World War Z, the most recent zombie flick I’ve seen treats Gerry as special, but casts out his family after they think he is dead because the UN only has resources “for essential personnel” and with Gerry perceived incapacitated, they have no reason to care for his family any longer (in a poignant snark about how we treat families of veterans, or veterans themselves when they are deemed unnecessary, unworthy or whenever they are done with them). But it is clear beyond clear the Gerry has special privilege, (soldiers jump in front of teeth and bullets for him) that isn’t touched on in zombie flicks that follow non governmental employees:

Class divide affects people in all sorts of ways. People are afraid of being poor, afraid of being faceless and unable to control themselves (zombies), people who fancy themselves working or middle class are concerned about the ubiquitous “other” trying to come and take what is there’s (zombies AND other humans fighting for a space to call their own). Modern life as a battlefield for resources, for safety. Fortune favors the prepared and the resourceful.

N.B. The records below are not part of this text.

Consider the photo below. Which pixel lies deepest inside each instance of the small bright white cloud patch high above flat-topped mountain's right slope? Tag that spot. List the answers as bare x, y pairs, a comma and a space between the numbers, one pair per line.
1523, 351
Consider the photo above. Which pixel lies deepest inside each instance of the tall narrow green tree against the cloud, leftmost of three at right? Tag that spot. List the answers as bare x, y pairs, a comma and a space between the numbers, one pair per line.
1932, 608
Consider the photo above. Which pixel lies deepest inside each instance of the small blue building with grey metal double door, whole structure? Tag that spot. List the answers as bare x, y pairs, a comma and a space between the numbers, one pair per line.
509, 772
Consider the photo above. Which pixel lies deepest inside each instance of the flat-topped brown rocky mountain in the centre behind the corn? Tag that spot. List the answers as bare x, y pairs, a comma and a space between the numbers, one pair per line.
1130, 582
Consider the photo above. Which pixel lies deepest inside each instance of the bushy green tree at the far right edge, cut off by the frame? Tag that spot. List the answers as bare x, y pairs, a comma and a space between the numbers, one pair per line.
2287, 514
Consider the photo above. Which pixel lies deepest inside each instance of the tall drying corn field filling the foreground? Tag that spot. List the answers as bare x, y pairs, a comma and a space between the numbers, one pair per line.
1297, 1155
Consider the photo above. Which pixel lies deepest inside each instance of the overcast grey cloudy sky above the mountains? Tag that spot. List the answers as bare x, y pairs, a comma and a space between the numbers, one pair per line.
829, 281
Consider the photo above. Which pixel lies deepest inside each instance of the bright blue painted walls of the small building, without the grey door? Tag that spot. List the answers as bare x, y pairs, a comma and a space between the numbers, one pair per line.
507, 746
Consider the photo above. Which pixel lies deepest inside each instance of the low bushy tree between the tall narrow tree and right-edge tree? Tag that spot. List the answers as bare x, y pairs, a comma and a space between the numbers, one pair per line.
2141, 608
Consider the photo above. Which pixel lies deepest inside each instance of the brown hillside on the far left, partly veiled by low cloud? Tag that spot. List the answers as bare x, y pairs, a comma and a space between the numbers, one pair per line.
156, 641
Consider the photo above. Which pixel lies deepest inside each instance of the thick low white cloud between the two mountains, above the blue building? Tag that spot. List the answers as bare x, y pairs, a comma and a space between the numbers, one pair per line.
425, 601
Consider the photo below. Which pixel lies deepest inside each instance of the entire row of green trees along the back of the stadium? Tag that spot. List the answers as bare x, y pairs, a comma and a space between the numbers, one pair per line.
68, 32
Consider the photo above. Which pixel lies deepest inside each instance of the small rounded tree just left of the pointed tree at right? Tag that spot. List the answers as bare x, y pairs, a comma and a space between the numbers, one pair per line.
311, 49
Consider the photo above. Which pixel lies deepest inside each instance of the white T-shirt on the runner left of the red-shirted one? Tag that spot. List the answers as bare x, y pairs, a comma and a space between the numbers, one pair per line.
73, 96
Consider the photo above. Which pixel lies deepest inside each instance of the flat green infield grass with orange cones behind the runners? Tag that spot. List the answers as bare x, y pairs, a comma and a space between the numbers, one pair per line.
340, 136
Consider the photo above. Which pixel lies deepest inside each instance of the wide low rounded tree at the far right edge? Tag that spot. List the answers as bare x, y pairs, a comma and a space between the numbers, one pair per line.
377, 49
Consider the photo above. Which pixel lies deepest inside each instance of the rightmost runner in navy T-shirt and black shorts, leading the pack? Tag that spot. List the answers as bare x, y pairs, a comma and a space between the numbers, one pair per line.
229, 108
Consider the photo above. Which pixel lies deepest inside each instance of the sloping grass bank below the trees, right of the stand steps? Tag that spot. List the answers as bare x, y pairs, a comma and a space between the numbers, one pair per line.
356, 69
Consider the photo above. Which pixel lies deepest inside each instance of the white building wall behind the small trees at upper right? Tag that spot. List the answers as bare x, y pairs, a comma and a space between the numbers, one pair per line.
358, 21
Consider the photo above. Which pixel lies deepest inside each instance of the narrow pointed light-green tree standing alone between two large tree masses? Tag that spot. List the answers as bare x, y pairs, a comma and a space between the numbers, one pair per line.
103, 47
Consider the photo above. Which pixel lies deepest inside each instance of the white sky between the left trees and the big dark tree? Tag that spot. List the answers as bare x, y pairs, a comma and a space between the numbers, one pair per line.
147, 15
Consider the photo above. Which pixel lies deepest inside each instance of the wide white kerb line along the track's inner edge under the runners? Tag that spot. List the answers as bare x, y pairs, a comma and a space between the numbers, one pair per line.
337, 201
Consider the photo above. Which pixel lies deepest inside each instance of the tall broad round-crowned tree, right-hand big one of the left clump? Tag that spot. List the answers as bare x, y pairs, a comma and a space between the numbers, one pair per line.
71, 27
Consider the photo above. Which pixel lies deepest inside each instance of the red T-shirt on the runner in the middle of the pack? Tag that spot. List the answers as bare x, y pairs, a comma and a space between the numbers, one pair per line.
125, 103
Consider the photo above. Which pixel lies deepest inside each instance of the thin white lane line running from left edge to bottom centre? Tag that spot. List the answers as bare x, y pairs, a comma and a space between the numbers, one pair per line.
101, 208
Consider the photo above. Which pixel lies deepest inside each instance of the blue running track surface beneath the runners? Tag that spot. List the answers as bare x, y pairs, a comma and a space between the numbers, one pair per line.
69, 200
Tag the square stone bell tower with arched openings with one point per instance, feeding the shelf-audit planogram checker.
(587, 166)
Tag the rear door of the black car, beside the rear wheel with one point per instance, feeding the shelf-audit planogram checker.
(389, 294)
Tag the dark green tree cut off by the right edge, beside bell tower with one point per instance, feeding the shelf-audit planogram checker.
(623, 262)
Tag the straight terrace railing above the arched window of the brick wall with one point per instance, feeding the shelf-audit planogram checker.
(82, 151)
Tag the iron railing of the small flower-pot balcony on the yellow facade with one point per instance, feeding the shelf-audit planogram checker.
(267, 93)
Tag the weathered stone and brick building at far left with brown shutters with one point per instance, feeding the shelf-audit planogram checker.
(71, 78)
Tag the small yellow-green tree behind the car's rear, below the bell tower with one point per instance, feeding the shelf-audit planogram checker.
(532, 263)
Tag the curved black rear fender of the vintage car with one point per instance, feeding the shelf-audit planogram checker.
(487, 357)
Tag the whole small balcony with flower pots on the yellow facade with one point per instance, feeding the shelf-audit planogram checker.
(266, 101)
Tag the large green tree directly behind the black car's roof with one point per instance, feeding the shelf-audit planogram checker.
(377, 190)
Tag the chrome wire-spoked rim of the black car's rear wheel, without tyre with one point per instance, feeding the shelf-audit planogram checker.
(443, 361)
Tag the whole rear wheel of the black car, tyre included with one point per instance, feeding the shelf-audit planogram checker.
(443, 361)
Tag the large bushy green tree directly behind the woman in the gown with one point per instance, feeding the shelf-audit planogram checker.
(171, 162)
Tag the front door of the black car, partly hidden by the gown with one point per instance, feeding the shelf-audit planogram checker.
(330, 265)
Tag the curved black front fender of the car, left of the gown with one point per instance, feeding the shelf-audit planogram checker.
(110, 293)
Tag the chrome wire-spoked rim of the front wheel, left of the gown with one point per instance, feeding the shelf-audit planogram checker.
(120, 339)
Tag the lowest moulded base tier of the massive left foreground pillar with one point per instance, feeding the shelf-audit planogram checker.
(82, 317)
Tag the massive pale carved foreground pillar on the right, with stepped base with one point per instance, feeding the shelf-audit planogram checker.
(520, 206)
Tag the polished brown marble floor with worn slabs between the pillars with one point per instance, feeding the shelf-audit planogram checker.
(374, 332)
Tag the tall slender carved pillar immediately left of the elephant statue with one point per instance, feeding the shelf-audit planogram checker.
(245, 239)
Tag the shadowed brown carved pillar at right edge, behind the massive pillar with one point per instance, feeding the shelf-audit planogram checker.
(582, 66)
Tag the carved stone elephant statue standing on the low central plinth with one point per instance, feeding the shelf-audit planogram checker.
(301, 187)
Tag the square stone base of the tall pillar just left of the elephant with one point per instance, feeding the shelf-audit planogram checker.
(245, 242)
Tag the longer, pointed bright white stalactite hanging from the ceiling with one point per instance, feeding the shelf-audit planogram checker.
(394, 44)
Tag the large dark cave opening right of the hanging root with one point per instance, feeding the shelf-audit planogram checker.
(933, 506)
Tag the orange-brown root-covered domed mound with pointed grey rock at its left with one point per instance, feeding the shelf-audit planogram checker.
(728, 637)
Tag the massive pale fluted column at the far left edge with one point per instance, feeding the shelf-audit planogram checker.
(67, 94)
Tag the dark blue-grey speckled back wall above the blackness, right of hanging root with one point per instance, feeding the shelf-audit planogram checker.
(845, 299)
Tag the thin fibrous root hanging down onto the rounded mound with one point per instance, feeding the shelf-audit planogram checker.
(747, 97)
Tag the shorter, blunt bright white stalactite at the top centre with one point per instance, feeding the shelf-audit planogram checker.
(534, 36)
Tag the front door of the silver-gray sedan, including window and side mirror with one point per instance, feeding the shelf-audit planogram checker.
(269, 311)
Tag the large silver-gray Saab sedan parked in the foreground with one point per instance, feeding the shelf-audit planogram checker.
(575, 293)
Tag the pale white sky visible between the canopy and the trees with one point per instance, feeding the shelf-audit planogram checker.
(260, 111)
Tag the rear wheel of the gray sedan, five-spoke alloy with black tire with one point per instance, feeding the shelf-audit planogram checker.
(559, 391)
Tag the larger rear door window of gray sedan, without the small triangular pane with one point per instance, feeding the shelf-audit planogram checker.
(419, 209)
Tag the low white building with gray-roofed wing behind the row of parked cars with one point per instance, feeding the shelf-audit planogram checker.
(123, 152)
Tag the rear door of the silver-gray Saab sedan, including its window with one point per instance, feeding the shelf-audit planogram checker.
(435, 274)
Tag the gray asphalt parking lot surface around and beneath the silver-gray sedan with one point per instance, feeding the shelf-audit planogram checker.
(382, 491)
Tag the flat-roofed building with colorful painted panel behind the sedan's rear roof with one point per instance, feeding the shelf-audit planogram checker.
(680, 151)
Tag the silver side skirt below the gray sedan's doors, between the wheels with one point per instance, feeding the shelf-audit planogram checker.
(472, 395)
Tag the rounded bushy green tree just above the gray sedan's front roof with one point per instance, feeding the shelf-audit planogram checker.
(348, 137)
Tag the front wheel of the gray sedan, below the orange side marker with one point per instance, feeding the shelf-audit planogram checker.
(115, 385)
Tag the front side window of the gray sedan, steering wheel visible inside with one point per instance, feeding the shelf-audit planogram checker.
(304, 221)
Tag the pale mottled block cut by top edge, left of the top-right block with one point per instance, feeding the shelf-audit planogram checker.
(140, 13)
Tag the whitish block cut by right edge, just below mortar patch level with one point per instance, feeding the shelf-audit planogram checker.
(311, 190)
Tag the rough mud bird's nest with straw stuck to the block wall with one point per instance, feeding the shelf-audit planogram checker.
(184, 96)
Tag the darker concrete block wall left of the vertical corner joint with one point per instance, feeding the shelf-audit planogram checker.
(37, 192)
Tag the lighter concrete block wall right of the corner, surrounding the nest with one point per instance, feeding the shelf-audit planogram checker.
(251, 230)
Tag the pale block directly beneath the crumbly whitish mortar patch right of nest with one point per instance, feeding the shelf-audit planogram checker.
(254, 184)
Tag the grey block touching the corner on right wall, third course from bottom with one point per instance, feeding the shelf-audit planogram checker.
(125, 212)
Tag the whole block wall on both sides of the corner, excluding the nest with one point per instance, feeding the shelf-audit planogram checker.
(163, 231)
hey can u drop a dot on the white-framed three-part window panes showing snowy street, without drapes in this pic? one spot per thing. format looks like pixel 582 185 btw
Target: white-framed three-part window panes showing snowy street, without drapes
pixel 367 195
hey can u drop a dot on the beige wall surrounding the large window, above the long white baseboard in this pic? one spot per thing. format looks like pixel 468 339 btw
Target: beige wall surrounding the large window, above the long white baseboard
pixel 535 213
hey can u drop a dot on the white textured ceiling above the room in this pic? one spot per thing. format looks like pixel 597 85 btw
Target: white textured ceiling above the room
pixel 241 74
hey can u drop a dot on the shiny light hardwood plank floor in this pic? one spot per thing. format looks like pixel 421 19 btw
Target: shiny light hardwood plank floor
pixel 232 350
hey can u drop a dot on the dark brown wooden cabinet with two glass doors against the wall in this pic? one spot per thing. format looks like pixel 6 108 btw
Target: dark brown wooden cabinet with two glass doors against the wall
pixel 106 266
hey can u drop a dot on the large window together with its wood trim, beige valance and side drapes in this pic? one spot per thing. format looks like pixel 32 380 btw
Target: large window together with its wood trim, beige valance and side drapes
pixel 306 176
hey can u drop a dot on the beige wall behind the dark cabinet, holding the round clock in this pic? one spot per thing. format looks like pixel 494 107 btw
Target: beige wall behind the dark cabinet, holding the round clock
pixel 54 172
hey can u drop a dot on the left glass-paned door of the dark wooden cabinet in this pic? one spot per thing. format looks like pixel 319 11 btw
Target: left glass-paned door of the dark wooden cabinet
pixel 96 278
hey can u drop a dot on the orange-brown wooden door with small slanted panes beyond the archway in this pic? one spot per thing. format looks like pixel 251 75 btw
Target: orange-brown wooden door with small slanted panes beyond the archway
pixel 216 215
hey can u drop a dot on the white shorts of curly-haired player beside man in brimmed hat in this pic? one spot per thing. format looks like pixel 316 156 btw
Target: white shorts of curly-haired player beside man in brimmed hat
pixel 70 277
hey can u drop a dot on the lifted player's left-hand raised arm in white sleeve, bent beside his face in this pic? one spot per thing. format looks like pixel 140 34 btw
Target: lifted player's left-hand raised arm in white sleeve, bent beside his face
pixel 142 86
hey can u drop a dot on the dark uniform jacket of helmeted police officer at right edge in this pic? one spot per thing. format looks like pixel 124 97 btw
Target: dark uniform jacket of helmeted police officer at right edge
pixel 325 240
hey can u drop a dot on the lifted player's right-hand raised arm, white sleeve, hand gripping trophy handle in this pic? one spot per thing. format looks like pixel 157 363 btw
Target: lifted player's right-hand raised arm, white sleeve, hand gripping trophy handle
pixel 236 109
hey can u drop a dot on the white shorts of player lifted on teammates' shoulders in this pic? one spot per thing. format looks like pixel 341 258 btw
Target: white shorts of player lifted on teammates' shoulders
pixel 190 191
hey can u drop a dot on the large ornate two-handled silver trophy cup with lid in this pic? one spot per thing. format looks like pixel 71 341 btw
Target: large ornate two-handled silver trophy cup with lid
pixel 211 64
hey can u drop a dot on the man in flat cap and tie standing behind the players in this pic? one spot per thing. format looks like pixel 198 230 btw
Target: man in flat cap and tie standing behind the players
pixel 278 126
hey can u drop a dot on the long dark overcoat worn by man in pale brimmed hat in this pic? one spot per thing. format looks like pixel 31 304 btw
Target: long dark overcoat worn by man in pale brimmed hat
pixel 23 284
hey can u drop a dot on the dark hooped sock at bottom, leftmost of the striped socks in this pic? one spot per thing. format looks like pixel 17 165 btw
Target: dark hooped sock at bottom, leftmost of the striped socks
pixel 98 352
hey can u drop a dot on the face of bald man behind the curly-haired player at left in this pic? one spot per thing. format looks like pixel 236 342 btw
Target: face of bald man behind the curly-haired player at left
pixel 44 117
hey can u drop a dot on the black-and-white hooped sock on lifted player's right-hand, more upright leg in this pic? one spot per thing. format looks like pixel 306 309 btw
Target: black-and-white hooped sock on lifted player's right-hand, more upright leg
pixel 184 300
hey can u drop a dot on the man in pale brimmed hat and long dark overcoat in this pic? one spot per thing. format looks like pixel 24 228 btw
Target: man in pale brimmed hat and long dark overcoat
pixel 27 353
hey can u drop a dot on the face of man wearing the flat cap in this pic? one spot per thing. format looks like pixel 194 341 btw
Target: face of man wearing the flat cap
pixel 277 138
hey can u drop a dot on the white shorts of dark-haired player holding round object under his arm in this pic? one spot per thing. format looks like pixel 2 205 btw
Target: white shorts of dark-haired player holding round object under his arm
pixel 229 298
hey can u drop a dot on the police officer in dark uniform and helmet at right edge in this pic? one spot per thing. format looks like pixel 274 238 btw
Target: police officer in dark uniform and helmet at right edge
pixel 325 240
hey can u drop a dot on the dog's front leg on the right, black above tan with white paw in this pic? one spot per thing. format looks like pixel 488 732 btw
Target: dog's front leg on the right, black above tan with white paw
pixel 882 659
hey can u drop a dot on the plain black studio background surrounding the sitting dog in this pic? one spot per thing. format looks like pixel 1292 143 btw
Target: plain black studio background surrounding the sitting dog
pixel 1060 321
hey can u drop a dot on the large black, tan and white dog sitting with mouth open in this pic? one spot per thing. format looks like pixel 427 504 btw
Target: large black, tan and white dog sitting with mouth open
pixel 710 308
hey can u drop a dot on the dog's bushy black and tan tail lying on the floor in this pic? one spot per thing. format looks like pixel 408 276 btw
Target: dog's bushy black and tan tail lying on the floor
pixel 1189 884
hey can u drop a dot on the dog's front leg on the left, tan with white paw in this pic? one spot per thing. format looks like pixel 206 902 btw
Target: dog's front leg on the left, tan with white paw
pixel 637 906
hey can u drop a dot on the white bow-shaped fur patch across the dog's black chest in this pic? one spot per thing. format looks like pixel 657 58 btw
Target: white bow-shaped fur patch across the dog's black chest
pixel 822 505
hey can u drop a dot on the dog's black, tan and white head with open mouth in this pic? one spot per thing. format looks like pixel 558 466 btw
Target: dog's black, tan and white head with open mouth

Zombies don’t care about what you last name is or if your jeans (or genes) are designer. And we know that you can’t trust “them” no matter what that means this decade. Unlike other horror movie creeps, ghosts, vamps, ghouls, wolves: zombies have no power, no goals beyond shambling and eating. No one wants to be a zombie. Survivors: If you work hard, you can rebuild, you can survive. And really isn’t that the American Dream?